Detection of EGFP in TG of rabbits latently infected with LAT-EGFP and ΔLAT-EGFP. Rabbits were bilaterally ocularly infected with the HSV-1 McKrae strain-derived mutant LAT-EGFP or ΔLAT-EGFP (2 × 10⁵ PFU/eye) without corneal scarification as described in Materials and Methods. Sixty days postinfection, the rabbits were euthanized and the TG were removed. As described in Materials and Methods, frozen TG sections were prepared and the presence of EGFP was determined, without additional manipulation, by immunofluorescence microscopy. Representative results are shown. (A) TG from a rabbit latently infected with LAT-EGFP; (B) TG from a rabbit latently infected with ΔLAT-EGFP; (C) TG from an uninfected rabbit. Panel C is slightly overexposed compared to panels A and B to confirm the lack of EGFP fluorescence. The arrows indicate neurons that were scored positive for EGFP.

FIG. 3

Quantitation of EGFP-positive neurons in TG of rabbits latently infected with LAT-EGFP or ΔLAT-EGFP. (A) Total EGFP-positive neurons. TG from rabbits latently infected with LAT-EGFP (one TG from each of 8 rabbits) or ΔLAT-EGFP (one TG from each of 11 rabbits) were sectioned and examined for EGFP-positive neurons as described in Materials and Methods. In the ΔLAT-EGFP group, 20,858 neurons were examined for EGFP on 68 sections from 11 TG (average of 6.2 sections/TG). In the LAT-EGFP group, 12,070 neurons were examined for EGFP on 49 sections from 8 TG (average of 6.1 sections/TG). P for the number of EGFP-positive neurons in TG from LAT-EGFP versus ΔLAT-EGFP latently infected rabbits was determined by the Student t test. (B) Percentage of EGFP-positive neurons per TG. Each point represents the percentage of EGFP-positive neurons in a single TG. The horizontal bars indicate the means for each group.

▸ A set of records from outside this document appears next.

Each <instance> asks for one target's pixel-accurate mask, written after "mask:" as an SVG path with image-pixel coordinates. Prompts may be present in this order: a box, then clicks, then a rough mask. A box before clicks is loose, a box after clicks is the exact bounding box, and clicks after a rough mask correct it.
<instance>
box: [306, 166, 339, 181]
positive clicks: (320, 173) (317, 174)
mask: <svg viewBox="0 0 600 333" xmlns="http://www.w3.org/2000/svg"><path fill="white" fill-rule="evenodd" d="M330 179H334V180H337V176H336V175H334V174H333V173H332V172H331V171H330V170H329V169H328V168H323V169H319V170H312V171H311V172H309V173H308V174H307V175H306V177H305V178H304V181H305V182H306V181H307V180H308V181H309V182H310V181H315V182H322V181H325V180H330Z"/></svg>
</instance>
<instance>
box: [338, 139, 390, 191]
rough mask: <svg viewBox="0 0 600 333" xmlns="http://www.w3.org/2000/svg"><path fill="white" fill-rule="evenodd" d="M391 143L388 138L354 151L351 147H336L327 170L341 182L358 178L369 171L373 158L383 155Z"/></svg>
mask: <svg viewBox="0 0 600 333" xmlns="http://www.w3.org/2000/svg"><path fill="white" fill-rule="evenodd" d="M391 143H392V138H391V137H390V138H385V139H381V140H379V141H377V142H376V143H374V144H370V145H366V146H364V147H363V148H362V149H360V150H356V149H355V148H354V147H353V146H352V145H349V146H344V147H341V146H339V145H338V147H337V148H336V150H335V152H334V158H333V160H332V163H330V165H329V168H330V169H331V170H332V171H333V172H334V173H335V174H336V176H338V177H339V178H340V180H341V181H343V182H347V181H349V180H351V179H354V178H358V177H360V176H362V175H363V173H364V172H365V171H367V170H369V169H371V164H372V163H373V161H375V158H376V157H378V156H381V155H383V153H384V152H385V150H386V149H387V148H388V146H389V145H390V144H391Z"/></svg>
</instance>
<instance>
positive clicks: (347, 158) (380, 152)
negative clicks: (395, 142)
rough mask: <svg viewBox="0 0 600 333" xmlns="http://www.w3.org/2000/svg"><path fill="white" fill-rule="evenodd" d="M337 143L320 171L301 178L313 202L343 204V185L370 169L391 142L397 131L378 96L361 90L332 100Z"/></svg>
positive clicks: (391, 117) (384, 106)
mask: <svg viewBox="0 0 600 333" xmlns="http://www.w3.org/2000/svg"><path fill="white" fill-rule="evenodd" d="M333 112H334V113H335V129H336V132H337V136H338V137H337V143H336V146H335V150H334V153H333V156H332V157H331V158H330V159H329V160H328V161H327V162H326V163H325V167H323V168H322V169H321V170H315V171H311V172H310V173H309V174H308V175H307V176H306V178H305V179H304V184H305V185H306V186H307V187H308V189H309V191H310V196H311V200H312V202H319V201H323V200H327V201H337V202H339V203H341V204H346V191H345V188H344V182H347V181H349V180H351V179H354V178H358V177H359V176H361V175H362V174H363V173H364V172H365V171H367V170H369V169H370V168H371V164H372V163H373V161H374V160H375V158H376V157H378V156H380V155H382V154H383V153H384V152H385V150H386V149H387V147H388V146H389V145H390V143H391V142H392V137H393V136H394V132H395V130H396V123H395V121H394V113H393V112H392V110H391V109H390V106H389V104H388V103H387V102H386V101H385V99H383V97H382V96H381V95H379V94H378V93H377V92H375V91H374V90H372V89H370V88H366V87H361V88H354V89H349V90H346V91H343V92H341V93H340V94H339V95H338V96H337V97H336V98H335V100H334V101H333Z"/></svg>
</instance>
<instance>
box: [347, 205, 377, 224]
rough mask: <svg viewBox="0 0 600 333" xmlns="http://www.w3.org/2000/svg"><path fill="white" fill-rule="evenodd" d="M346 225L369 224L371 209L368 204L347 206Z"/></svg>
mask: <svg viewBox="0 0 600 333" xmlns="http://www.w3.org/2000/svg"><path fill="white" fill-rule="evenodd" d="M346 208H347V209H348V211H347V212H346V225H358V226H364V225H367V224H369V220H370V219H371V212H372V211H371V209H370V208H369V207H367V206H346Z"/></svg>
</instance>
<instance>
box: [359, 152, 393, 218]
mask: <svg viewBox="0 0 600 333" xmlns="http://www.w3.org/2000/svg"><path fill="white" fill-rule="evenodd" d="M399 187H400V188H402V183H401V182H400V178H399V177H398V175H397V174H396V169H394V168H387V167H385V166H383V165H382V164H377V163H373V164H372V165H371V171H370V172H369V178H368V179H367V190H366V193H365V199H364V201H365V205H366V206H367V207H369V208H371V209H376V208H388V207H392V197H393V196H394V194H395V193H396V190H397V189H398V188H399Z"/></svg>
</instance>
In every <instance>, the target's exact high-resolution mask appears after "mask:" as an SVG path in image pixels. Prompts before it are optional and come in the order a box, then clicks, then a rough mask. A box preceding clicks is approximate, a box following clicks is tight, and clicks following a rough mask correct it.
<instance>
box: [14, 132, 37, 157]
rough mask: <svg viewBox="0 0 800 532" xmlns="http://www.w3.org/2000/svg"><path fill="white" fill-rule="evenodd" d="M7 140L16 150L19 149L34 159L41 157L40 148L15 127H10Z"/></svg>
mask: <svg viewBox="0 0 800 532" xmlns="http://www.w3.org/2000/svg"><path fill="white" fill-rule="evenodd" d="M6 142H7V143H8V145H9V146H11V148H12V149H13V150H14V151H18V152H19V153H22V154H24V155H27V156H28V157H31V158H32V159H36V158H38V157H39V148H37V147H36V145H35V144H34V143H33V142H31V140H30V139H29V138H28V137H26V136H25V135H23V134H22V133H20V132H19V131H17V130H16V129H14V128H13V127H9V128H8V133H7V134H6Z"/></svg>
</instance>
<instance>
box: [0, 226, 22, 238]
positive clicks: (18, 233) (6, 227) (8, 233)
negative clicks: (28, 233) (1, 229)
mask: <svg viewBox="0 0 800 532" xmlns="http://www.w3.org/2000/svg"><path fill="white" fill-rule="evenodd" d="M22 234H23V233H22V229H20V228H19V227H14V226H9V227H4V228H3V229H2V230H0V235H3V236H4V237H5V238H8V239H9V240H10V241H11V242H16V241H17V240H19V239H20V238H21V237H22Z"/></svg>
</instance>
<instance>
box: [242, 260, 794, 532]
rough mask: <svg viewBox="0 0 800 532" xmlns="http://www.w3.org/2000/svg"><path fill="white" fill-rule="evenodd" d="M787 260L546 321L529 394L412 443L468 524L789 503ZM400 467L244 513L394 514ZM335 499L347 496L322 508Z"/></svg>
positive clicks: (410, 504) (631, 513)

P was determined by the Mann-Whitney rank sum test.

FIG. 4

Distribution of EGFP-positive neurons in sections from individual TG. The percentage of EGFP-positive neurons in each of the sections from the 19 TG in Fig. 3 is shown. Each point represents the percentage of EGFP-positive neurons on a single section. Each vertical collection of points represents a single TG. The horizontal bars indicate the mean for each TG. For ease of comparison, the TG are arranged in order from the lowest to the highest percentage of EGFP-positive neurons.

FIG. 5

Replication of LAT-EGFP and ΔLAT-EGFP in rabbit eyes. Rabbits were ocularly infected, and tear films were collected at the times shown as described in Materials and Methods. The amount of virus recovered from individual eyes was determined by plaque assays on RS cells. Each point is the mean ± standard deviation of five eyes (one per rabbit). P.I., postinfection.

FIG. 6

Serum neutralizing antibody in rabbits 60 days postinfection. Rabbits were infected as described for Fig. 5. Serum was collected 60 days postinfection (>30 after latency had been established). HSV-1 neutralizing antibody titers were determined on individual serum samples as described in Materials and Methods. Each point represents the reciprocal of the neutralizing antibody titer for one serum sample. The horizontal bars and numbers show the mean neutralizing antibody titer. P values were determined by the Student t test.